The ack script combines the two steps required to acknowledge an alert.  This
script assumes it's run from some system other than the xymon server.  Pretty
straight forward: ::

    #!/bin/ksh
    
    ##############################################################
    # ack:      acknowledges xymon alerts
    # Author:   Doug O'Leary
    # Created:  10/04/14
    # Updated:
    ##############################################################
    
    usage()
    {   msg="$*"
        echo ''
        [[ ${#msg} -gt 0 ]] && echo "${msg}"
        print "Format: ack -h \${host}.\${test} -t \${min} -m \"\${message}\"\n"
        exit 1
    }
    
    [[ $# -eq 0 ]] && usage "Invalid number of commands" 
    Xymon="xymon"
    
    while getopts "h:t:m:" arg
    do
        case ${arg} in
            h)  Test=${OPTARG};;
            t)  Time=${OPTARG};;
            m)  Msg="${OPTARG}";;
        esac
    done
    
    Ttime=$(echo "${Time}" | sed 's/[0-9]//g')
    [[ ${#Ttime} -gt 0 ]] && usage "Invalid time: ${Time}"
    
    AI=$(ssh ${Xymon} "xymon localhost 'xymondlog ${Test}'"  | head -1 | \
        awk -F\| '{print $11}')
    [[ ${#AI} -eq 0 ]] && usage "Invalid host.test: ${Test}"
    
    ssh ${Xymon} "xymon localhost 'hobbitdack ${AI} ${Time} ${Msg}'"

dac:
++++

The dack script displays the results of a specific test.  Even simpler, but
it does save on typing: ::

    #!/bin/ksh
    
    ###############################################################
    # dack:    displays xymondlog details of a test
    # Author:  Doug O'Leary
    # Created: 10/04/14
    ###############################################################
    
    
    usage()
    {   msg="$*"
        echo ''
        [[ ${#msg} -gt 0 ]] && echo "${msg}"
        print "Format: dack \${host}.\${test}\n"
        exit 1
    }
    
    [[ $# -ne 1 ]] && usage "Invalid number of commands" 
    Xymon="xymon"
    Test=${1}
    
    ssh ${Xymon} "xymon localhost 'xymondlog ${Test}'"

Differentiating alerts:
-----------------------

This one was driving me bug nuts crazy.  On call, getting paged about
filesysems that belong to applications.  Go figure, they get a bit hinkey
if I go in and start eliminating files willy nilly.  In short, the UNIX
admin should not add, delete, or otherwise manipulate application data.
It's called Separation of Duties.  If I can't do anything about a full
filesystem, don't call me.  

Couldn't seem to get that one through.  That, or none of the local experts
knew how to do it.  Turns out, it's right there in the documentation.  

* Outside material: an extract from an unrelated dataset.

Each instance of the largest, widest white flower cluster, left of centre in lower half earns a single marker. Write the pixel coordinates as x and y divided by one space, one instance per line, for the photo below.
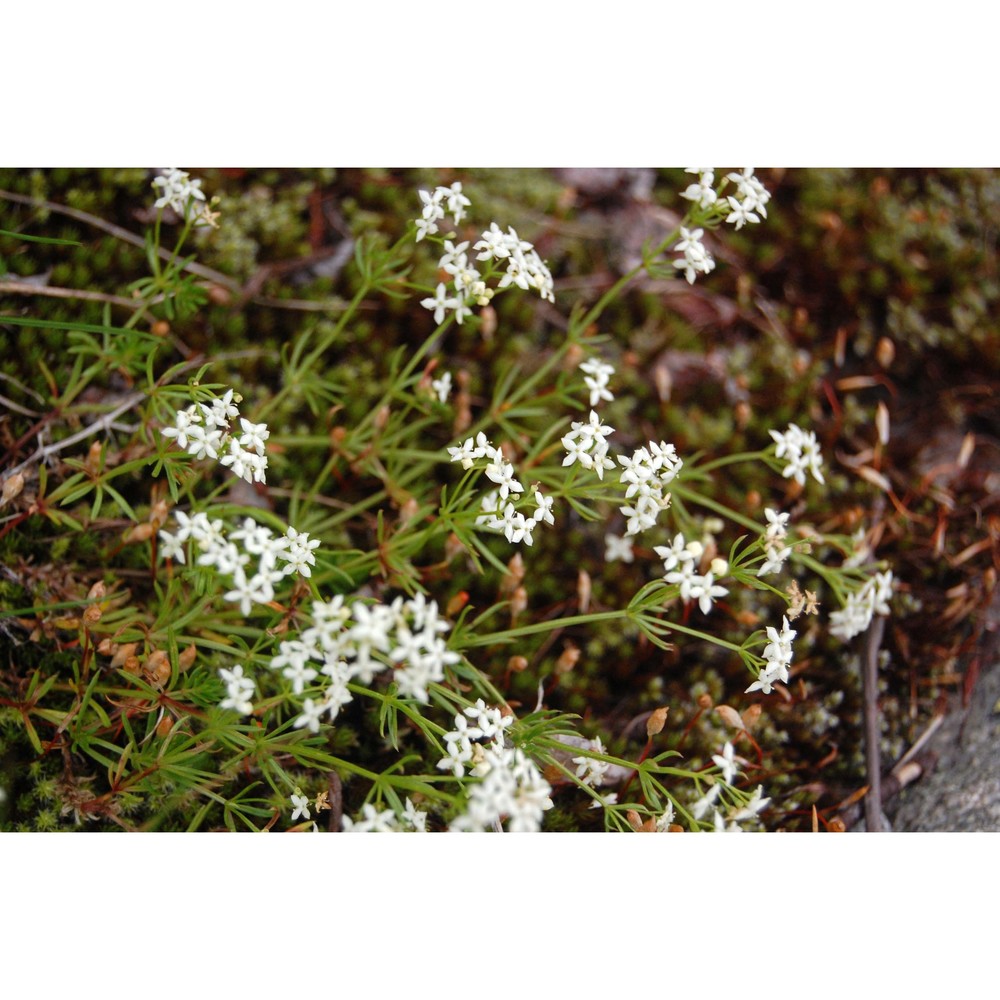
356 642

For clarity, there're two steps to getting this done:

*   Update the  analysis.cfg and add a GROUP parameter to the specific 
    filesysems.  In this example, I want /opt/app/ filesytems on 
    clients 1-3 to be in the *mw* group.  Everything else belongs to 
    *infra*

        HOST=%client[1-3]
            DISK /opt/app GROUP=mw 90 95
            DISK * GROUP=infra 90 05
        HOST=client4
            DISK /opt/app GROUP=dol 90 95
            DISK * GROUP=infra 90 05

*   The alerts.cfg is even easier.  Simply use GROUP name as the *host*,
    sending emails to whatever aliases you define: ::

        GROUP=mw
            MAIL $Middleware
        GROUP=dol
            MAIL $Dkoleary
        GROUP=infra
            MAIL=$Unix

Monitoring ntp:
---------------

The ntp monitoring in ver 4.3.17 doesn't work well.  It's constantly coming up
with false positives.  As good as everything else is, I'll give 'em this one.
It was a bit of a pain to figure out the correct way, but once I did, it's 
quite easy to set up.  Use the scripts below as is or as a model to design your
own custom scripts.

1.  Update the hosts.cfg and include files with your custom test.  In my case
    I disabled ntp (!ntp) and enabled lntp on all my hosts.  Verify, with 
    xymongrep that the test is coming out.  Xymongrep may not report the tests
    accurately for a few minutes.  Either wait, or restart xymon. ::

        # xymongrep lntp
        192.168.122.21 client1 # lntp
        192.168.122.22 client2 # lntp
        192.168.122.23 client3 # lntp
        192.168.122.25 client4 # lntp
        192.168.122.20 ldapsvr # lntp
        192.168.122.16 syslog # lntp
        192.168.122.15 xymon # lntp

2.  Create the monitoring script.  In short, you want to use xymongrep, loop
    through the hosts, running your test.  Based on the results, update the
    color and message, then call ``xymon localhost 'status...`` command. ::

        #!/bin/ksh
        
        export PATH=/bin:/sbin:/usr/bin:/usr/sbin:/usr/local/bin:/usr/local/sbin
        
        xymongrep lntp | while read ip host a tst
        do
            # echo "Checking on ${host}.${tst}"
            Out=$(ntpq -pn ${host} 2>&1)
            echo "${Out}" | grep -q '^\*[1-9]'
            if [ $? -eq 0 ]
            then
                color=green
                msg="Service ntp on ${host} is OK (up)
        
        Commmand: ntpq -pn ${host}
        ${Out}
        "
            else
                color=red
                msg="Service ntp on ${host} is NOT OK:
        
        Command: ntpq -pn ${host}
        ${Out}
        "
            fi
            xymon localhost "status ${host}.${tst} ${color} `date`
        
        ${msg}
        "
        done

3.  Create the xymon tasking, by creating a file in /etc/xymon/tasks.d with
    the following contents: ::

        # cat /etc/xymon/tasks.d/lntp
        [lntp]
            CMD /usr/local/bin/lntp
            INTERVAL 5m

4.  Restart xymon

Seems like it'd be pretty easy to script out just about anything you'd want
with that information.

Any rate, that's the answers to the three things that have been vexing me
with xymon.  Once I had some time to dedicate, it was fairly straight 
forward, but having someone blaze the trail's always easier...